Sadly, forced labor is also a fact of life for the impoverished Indonesian women who make up almost half of Hong Kong’s 300,000 migrant domestic workforce. A report released by AI earlier this year found that recruitment and work placement agencies in both Indonesia and Hong Kong, who are largely responsible for organizing these women’s employment, frequently place them into work situations which violate their human rights not to engage in forced labor.

The report also found that employers in Hong Kong routinely violate the women’s right to freedom of movement (by, for example, confiscating their passports), subject them to physical or verbal abuse, refuse to pay them the wages to which they are entitled, and arbitrarily terminate their contracts.

5. Unlawful Executions in Iran

According to AI, the Iranian execution record is second only to China, and the majority of those sentenced have been put to death for political reasons.

Hamid Ghassemi-Shall and his brother Alborz Ghassemi, for example, were sentenced to death in 2008 on “spurious charges of espionage and cooperation with People’s Mojahedin Organization of Iran (PMOI).” Ghassemi-Shall was later released after his wife, Antonella, launched a campaign in conjunction with AI in Canada, but it was sadly too late for his brother Alborz, who was killed in suspicious circumstances during the first year of their captivity.

Ghassemi-Shall says of that time: “They didn’t tell me I had the right to see a lawyer.
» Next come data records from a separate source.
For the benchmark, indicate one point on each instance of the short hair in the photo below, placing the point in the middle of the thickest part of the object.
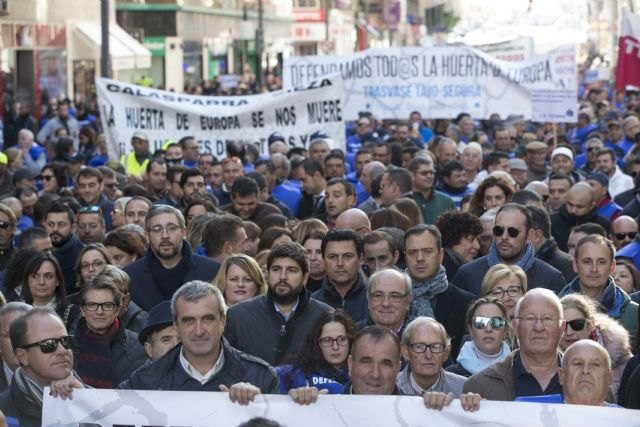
(540, 220)
(420, 229)
(342, 235)
(455, 225)
(598, 240)
(424, 321)
(292, 250)
(499, 272)
(194, 291)
(163, 209)
(244, 186)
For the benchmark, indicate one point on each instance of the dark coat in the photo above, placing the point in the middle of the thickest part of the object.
(254, 326)
(540, 275)
(562, 222)
(354, 302)
(167, 373)
(146, 293)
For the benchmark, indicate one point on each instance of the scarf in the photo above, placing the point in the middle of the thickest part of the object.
(424, 292)
(95, 365)
(525, 261)
(470, 361)
(167, 280)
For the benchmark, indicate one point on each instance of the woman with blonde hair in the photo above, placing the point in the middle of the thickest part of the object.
(508, 283)
(239, 279)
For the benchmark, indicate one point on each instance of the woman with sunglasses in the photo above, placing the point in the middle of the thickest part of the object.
(508, 283)
(43, 286)
(321, 360)
(489, 326)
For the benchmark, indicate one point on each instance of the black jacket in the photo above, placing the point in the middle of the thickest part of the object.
(540, 275)
(167, 373)
(562, 222)
(255, 327)
(145, 292)
(354, 302)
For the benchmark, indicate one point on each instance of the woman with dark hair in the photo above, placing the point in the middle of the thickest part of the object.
(43, 286)
(492, 192)
(460, 231)
(321, 360)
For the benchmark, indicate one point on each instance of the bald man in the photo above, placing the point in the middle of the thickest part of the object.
(623, 230)
(356, 220)
(579, 208)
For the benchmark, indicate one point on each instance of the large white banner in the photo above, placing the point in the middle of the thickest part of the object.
(295, 113)
(195, 409)
(441, 82)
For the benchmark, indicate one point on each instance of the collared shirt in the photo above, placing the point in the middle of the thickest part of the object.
(528, 385)
(195, 374)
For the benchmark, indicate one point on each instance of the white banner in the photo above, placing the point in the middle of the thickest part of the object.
(295, 113)
(194, 409)
(441, 82)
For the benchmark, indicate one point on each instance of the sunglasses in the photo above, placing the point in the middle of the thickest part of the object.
(481, 322)
(498, 231)
(577, 324)
(621, 236)
(51, 344)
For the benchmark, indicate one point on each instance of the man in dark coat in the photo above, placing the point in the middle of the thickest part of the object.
(169, 261)
(274, 325)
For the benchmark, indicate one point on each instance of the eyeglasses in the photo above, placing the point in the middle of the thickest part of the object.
(341, 340)
(512, 291)
(546, 320)
(621, 236)
(97, 264)
(170, 229)
(90, 209)
(106, 306)
(498, 231)
(481, 322)
(394, 297)
(50, 345)
(577, 324)
(421, 347)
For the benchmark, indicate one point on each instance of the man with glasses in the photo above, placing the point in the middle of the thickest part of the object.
(42, 347)
(169, 261)
(274, 325)
(511, 245)
(532, 369)
(426, 346)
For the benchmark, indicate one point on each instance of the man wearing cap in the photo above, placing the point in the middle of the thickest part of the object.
(135, 163)
(606, 207)
(160, 334)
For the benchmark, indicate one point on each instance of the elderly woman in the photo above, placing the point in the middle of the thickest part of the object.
(460, 231)
(105, 353)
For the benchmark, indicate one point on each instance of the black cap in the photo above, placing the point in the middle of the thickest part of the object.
(159, 317)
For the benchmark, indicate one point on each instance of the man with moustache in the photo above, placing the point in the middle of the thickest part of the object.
(274, 325)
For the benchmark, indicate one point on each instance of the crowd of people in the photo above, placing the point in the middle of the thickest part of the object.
(446, 259)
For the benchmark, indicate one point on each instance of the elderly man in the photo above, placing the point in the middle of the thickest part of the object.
(594, 262)
(532, 369)
(204, 361)
(426, 346)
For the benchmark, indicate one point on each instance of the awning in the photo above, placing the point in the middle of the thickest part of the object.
(126, 52)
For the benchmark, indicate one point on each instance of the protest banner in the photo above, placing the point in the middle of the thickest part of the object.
(442, 82)
(194, 409)
(296, 113)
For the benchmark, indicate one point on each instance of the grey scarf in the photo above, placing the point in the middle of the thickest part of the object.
(424, 292)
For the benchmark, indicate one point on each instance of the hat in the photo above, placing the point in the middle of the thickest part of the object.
(536, 145)
(517, 164)
(599, 177)
(140, 135)
(562, 150)
(159, 317)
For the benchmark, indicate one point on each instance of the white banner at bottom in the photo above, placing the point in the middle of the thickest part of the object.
(199, 409)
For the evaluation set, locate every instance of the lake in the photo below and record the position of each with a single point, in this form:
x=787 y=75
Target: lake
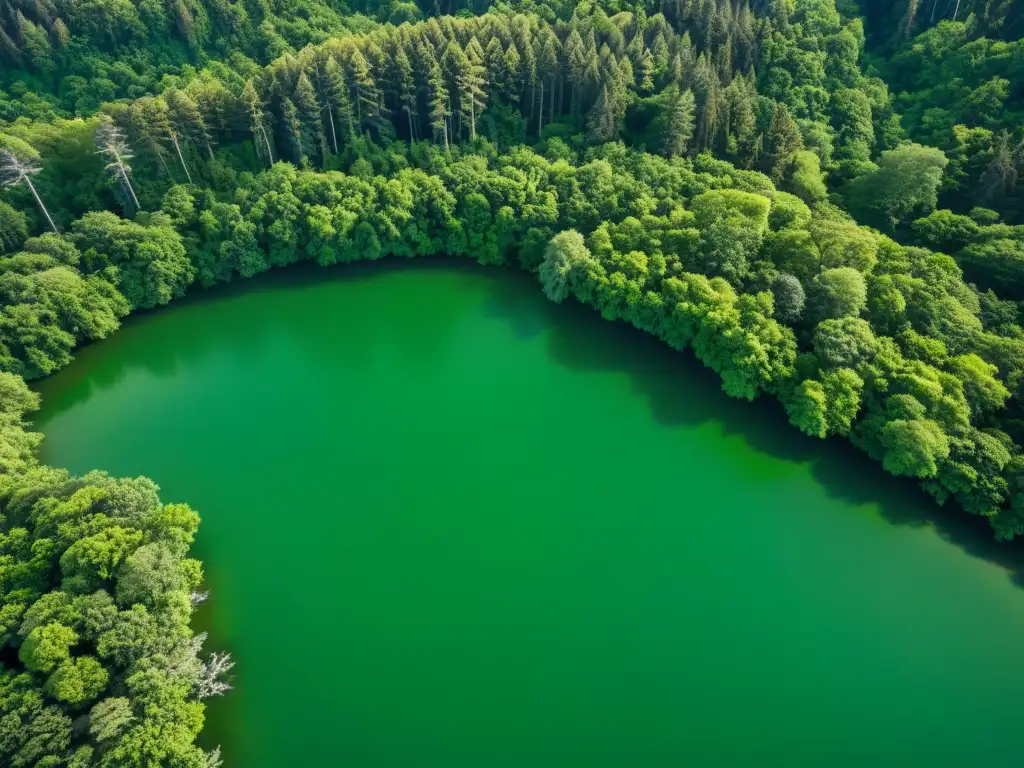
x=448 y=523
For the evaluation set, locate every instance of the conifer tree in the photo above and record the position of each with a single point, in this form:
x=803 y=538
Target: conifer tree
x=679 y=131
x=309 y=115
x=253 y=105
x=439 y=103
x=781 y=142
x=513 y=73
x=20 y=167
x=187 y=120
x=293 y=129
x=404 y=89
x=601 y=121
x=547 y=65
x=112 y=143
x=366 y=95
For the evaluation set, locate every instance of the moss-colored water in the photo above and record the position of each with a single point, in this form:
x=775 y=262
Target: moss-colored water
x=448 y=523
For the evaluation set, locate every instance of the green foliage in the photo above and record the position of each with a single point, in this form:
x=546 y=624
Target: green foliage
x=261 y=138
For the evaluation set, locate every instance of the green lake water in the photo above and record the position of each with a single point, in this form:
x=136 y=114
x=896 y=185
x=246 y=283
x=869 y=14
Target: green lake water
x=446 y=523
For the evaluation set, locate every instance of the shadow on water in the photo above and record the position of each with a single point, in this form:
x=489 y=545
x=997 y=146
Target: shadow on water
x=678 y=390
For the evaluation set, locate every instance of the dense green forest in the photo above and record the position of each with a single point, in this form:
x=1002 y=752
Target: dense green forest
x=821 y=203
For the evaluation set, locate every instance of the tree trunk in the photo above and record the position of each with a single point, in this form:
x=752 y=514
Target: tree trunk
x=266 y=140
x=551 y=112
x=540 y=115
x=124 y=176
x=40 y=202
x=174 y=140
x=330 y=120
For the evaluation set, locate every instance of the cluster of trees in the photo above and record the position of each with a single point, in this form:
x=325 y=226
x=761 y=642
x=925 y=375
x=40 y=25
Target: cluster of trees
x=679 y=180
x=100 y=667
x=856 y=334
x=956 y=87
x=892 y=22
x=776 y=88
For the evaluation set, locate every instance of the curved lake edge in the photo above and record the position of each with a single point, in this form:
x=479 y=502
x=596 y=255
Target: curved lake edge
x=847 y=473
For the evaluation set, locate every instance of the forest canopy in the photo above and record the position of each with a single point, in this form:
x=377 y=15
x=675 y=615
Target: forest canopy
x=820 y=201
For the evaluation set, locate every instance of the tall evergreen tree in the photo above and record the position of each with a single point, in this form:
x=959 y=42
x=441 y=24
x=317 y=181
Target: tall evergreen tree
x=781 y=142
x=440 y=109
x=254 y=110
x=601 y=120
x=679 y=130
x=112 y=143
x=310 y=118
x=186 y=119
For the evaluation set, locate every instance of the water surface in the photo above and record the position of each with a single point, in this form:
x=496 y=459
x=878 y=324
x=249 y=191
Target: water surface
x=448 y=523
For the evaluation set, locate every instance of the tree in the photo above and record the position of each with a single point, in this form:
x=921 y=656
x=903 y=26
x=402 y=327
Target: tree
x=903 y=185
x=366 y=95
x=838 y=293
x=566 y=251
x=790 y=298
x=781 y=142
x=309 y=116
x=601 y=121
x=679 y=131
x=844 y=342
x=18 y=163
x=13 y=228
x=187 y=120
x=440 y=109
x=111 y=142
x=253 y=105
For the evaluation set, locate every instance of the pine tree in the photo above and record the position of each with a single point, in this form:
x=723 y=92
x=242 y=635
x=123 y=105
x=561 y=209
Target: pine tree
x=404 y=87
x=293 y=127
x=253 y=105
x=601 y=121
x=309 y=115
x=186 y=119
x=679 y=130
x=111 y=142
x=471 y=81
x=366 y=95
x=1000 y=175
x=781 y=142
x=15 y=169
x=439 y=103
x=148 y=127
x=513 y=74
x=547 y=69
x=646 y=84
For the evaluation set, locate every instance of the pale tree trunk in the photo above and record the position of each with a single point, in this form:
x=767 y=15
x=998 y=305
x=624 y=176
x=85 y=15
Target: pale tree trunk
x=40 y=202
x=177 y=146
x=540 y=113
x=266 y=140
x=334 y=136
x=124 y=176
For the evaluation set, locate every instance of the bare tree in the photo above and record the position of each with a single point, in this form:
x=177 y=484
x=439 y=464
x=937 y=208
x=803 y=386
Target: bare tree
x=212 y=759
x=112 y=142
x=177 y=146
x=14 y=170
x=210 y=683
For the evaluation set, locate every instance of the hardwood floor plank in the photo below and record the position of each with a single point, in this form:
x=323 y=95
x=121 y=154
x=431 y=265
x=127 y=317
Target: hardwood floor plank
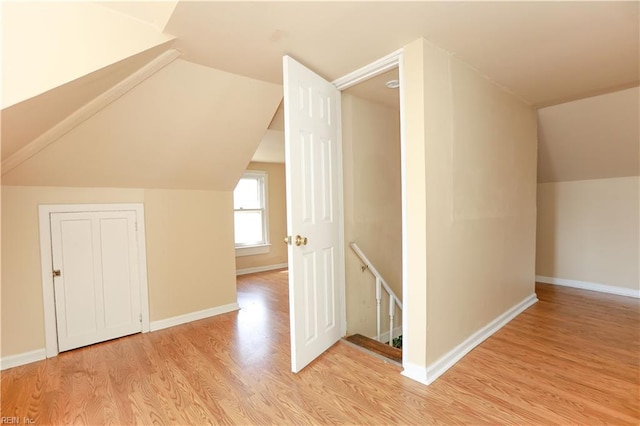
x=573 y=358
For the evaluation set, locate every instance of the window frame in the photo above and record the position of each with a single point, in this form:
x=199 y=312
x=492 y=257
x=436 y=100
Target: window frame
x=264 y=246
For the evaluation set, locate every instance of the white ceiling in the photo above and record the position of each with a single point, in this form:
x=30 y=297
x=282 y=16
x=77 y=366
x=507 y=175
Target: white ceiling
x=592 y=138
x=545 y=52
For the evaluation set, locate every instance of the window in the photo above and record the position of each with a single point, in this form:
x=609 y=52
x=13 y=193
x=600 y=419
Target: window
x=250 y=214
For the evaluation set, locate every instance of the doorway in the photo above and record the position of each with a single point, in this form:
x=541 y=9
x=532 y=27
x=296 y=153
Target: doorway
x=379 y=67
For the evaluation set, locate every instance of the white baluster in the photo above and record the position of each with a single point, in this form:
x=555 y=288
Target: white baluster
x=378 y=296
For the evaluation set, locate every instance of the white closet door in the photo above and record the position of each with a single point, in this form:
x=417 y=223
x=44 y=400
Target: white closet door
x=96 y=280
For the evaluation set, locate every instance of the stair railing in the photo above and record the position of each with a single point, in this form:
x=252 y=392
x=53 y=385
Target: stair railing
x=381 y=284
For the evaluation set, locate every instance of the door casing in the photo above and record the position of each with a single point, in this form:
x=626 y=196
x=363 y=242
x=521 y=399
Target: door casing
x=44 y=211
x=371 y=70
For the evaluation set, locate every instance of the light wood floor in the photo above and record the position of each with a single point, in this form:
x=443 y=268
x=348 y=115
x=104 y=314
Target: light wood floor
x=573 y=358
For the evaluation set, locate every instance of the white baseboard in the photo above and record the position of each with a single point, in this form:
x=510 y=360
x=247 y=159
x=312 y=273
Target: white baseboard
x=22 y=359
x=429 y=374
x=585 y=285
x=246 y=271
x=193 y=316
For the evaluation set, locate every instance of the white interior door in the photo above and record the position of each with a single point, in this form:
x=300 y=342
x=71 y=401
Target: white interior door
x=314 y=213
x=96 y=280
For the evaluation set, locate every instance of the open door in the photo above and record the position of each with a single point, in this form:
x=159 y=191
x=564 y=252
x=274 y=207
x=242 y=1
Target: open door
x=313 y=155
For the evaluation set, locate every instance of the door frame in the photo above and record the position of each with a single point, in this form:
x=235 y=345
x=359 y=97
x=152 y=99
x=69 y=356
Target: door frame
x=44 y=212
x=375 y=68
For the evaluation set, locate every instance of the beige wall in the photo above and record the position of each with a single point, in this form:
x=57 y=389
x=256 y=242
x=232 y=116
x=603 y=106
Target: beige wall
x=372 y=207
x=476 y=145
x=190 y=254
x=277 y=219
x=589 y=230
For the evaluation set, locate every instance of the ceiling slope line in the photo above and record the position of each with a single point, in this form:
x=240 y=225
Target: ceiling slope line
x=88 y=110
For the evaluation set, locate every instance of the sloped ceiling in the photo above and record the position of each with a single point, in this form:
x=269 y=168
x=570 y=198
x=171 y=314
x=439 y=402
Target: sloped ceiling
x=48 y=44
x=185 y=127
x=25 y=121
x=592 y=138
x=545 y=52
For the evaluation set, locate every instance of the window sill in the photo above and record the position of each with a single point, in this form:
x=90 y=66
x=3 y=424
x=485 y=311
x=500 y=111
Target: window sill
x=253 y=250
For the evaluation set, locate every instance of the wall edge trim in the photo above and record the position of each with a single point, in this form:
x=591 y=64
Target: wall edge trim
x=23 y=358
x=88 y=110
x=368 y=71
x=193 y=316
x=253 y=270
x=590 y=286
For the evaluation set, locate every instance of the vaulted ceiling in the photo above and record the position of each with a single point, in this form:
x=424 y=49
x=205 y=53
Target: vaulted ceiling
x=179 y=124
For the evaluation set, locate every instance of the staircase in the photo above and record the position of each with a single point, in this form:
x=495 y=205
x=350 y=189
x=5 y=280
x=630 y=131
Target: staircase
x=392 y=348
x=378 y=348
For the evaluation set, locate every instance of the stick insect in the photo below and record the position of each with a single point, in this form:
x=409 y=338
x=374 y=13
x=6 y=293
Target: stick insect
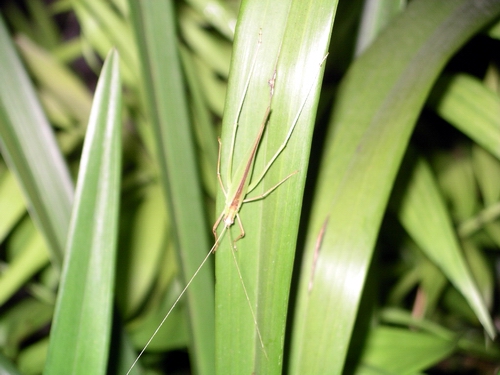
x=238 y=188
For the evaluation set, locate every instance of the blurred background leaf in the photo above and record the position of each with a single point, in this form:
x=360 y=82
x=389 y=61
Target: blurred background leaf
x=407 y=168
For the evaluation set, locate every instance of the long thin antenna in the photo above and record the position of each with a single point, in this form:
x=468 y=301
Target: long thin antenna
x=212 y=250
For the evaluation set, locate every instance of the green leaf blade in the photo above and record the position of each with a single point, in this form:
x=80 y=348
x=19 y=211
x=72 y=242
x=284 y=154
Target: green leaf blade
x=82 y=324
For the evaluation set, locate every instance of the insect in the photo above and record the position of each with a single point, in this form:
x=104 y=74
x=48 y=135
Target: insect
x=237 y=189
They handcuffed me, blindfolded me and took me to a cell. During the investigation the treatment was varied and they beat me and tortured me psychologically for eight months. I hold Iran responsible for my brother’s death, for the 64 months of my life that I spent in a prison, for the pain and suffering my wife Antonella, my sister, my mom, my brother, and my sister-in-law went through. There’s no excuse for that.”